A alteração trazida pela Lei 14.939/24, portanto, é muito importante e põe fim à discussão no âmbito dos tribunais. Com a nova redação do artigo 1.003, parágrafo 6º, do CPC, a partir de agora, se não for apresentada comprovação do feriado local, o tribunal poderá:

  • intimar a parte recorrente para corrigir o vício formal; ou
  • ignorar a omissão, caso o feriado conste no processo eletrônico.

Em termos práticos, isso significa que a parte recorrente não precisará mais comprovar o feriado local no momento da apresentação do recurso. Além de acabar com a punição imediata – a declaração de intempestividade do recurso –, a mudança na norma privilegia a essência do Código de Processo Civil de 2015.

Apesar da importância e dos efeitos da nova lei, é preciso acompanhar as possíveis discussões sobre a aplicação dessa norma de caráter processual aos processos judiciais em curso. Isso se deve ao fato de o CPC adotar a teoria do isolamento dos atos processuais, de modo que as normas de caráter processual têm aplicação imediata aos processos pendentes – como disposto nos artigos 14 e 1.046 do CPC e no artigo 6º da Lei de Introdução às Normas do Direito Brasileiro.

Resguardam-se, por outro lado, os atos processuais já praticados e as situações consolidadas sob a vigência da norma revogada, amparado, sobretudo, no ato jurídico perfeito, direito adquirido ou coisa julgada (art. 5º, inciso XXXVI, da Constituição Federal).

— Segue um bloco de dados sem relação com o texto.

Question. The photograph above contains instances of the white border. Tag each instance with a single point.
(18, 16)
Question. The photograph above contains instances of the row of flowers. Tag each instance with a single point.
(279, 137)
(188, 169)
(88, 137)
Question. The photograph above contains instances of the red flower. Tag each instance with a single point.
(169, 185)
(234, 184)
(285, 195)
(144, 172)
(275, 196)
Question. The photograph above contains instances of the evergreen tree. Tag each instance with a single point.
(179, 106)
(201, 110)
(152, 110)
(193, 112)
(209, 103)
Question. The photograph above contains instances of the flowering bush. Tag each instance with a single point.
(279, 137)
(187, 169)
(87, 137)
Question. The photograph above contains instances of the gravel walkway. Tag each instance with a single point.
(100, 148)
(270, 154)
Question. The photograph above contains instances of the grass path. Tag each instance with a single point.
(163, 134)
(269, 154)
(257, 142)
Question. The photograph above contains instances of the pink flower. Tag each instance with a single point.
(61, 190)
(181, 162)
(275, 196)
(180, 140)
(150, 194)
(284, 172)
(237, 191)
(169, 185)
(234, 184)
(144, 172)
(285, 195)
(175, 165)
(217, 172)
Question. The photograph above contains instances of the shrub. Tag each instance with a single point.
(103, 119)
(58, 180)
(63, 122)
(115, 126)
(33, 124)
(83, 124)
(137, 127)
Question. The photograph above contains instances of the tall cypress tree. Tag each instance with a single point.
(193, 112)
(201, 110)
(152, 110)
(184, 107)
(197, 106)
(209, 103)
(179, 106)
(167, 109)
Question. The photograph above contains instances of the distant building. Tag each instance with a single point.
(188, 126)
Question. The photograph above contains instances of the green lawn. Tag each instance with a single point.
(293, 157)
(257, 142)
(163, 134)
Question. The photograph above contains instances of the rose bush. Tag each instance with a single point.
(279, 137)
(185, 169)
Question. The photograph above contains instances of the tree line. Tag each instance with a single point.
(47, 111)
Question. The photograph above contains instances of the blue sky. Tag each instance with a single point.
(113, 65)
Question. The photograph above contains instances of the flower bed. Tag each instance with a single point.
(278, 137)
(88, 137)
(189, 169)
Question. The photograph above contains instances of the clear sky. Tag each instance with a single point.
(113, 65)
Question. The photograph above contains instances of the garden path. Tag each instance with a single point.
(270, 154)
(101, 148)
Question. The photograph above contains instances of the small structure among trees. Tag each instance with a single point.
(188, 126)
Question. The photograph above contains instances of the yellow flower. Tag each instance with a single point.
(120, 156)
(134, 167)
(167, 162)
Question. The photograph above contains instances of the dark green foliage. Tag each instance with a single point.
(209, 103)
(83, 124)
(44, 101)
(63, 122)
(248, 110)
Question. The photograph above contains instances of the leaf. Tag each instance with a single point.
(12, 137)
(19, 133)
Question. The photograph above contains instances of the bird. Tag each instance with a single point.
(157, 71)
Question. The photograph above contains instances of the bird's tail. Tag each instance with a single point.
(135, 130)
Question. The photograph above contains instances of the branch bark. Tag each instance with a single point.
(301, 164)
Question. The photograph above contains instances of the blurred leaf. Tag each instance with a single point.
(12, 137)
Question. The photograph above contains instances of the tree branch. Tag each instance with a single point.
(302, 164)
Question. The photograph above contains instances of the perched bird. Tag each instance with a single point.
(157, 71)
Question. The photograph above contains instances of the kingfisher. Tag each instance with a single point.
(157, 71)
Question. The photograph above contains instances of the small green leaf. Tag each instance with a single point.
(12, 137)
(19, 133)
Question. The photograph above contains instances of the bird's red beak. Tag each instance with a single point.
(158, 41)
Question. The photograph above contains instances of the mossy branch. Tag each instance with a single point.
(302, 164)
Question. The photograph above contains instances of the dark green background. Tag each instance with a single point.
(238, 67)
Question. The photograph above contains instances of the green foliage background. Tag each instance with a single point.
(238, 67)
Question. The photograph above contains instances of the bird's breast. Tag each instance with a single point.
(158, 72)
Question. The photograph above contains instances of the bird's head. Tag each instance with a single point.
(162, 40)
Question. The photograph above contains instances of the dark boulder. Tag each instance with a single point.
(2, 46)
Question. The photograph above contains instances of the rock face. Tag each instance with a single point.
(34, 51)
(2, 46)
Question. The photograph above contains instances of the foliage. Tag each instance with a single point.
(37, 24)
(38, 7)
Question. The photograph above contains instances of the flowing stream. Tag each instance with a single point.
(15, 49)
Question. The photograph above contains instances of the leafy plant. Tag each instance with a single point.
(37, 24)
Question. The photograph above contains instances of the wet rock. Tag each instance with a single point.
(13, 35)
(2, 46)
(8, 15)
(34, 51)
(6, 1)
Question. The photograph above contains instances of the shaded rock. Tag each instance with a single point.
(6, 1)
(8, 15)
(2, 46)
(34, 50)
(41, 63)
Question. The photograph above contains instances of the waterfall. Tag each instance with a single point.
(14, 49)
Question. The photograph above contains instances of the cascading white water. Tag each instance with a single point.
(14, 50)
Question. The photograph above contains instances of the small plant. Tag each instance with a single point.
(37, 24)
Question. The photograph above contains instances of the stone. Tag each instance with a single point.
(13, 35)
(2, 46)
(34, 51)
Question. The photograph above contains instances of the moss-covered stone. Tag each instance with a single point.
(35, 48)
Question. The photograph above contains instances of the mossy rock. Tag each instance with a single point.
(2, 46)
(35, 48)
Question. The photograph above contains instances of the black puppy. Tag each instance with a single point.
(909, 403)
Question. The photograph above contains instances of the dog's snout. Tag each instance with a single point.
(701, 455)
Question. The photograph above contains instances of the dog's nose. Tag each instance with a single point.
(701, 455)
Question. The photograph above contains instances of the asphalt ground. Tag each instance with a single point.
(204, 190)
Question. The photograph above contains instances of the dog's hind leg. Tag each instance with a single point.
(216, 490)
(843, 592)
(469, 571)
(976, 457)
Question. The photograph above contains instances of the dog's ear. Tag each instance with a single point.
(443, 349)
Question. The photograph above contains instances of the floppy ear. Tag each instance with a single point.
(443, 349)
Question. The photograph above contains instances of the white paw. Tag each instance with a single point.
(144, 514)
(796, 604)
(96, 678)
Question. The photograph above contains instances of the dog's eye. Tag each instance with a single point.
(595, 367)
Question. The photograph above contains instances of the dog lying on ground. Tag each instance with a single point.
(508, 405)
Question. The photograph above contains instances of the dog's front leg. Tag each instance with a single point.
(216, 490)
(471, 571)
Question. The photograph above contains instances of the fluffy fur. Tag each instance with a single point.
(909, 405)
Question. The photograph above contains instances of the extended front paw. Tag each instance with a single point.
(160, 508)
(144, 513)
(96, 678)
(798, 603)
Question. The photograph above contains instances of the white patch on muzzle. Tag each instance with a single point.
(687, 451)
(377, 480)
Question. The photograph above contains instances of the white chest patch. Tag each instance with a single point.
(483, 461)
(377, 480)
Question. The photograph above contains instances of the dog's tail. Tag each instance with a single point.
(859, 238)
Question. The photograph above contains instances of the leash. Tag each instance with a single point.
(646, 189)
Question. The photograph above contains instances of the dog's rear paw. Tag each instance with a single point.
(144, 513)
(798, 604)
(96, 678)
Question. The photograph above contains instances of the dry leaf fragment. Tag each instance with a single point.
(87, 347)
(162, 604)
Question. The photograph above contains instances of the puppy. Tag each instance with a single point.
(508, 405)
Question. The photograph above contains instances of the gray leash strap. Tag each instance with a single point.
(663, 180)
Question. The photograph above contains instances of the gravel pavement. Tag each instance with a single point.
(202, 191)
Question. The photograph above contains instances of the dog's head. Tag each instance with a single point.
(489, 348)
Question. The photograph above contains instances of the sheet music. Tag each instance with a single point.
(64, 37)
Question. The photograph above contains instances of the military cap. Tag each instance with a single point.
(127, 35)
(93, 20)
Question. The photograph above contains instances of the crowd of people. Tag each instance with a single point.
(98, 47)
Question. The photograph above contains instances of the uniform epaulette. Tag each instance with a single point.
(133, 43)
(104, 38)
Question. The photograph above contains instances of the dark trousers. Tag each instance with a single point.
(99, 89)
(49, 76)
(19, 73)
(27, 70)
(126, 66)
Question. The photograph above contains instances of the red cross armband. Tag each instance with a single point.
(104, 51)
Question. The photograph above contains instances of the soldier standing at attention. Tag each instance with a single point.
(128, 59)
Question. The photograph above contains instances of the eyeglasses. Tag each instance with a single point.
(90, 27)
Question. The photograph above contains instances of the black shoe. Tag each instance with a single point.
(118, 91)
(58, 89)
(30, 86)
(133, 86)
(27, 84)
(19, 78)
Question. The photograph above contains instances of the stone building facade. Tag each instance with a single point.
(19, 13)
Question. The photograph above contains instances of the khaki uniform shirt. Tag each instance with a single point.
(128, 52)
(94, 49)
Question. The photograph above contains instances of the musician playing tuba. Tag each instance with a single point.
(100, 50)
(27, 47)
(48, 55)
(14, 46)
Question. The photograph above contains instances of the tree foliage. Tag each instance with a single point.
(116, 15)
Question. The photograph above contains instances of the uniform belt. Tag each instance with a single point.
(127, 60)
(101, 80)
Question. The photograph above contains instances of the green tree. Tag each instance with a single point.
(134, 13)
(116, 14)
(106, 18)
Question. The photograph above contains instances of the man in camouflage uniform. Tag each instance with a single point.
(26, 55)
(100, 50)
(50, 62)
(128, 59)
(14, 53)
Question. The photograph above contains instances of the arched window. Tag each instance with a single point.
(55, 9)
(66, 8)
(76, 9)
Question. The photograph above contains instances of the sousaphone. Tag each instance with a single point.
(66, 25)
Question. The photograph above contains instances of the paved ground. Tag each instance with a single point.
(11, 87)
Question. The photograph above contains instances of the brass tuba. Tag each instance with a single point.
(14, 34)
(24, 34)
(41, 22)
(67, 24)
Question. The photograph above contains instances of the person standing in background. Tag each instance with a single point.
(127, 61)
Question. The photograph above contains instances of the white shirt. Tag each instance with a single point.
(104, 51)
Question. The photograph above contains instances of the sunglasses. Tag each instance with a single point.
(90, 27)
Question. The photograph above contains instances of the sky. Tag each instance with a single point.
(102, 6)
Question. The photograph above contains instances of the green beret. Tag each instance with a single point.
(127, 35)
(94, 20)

Em algumas ocasiões semelhantes, o STJ entendeu que, em caso de norma processual, a regra tem aplicação imediata aos processos em curso. Isto é, a lei nova deve respeitar os atos processuais já realizados e consumados, incidindo sobre àqueles que estão pendentes e não podendo retroagir para prejudicar direitos processuais adquiridos.

A alteração trazida pela Lei 14.939/24 abre espaço para novos questionamentos no Poder Judiciário. É importante acompanhar as decisões futuras sobre a aplicação (ou não) do dispositivo aos processos pendentes que envolvam a discussão sobre a tempestividade do recurso pela falta de comprovação do feriado local.

 


[1] “Art. 1.003. O prazo para interposição de recurso conta-se da data em que os advogados, a sociedade de advogados, a Advocacia Pública, a Defensoria Pública ou o Ministério Público são intimados da decisão.

[...] § 6º O recorrente comprovará a ocorrência de feriado local no ato de interposição do recurso.”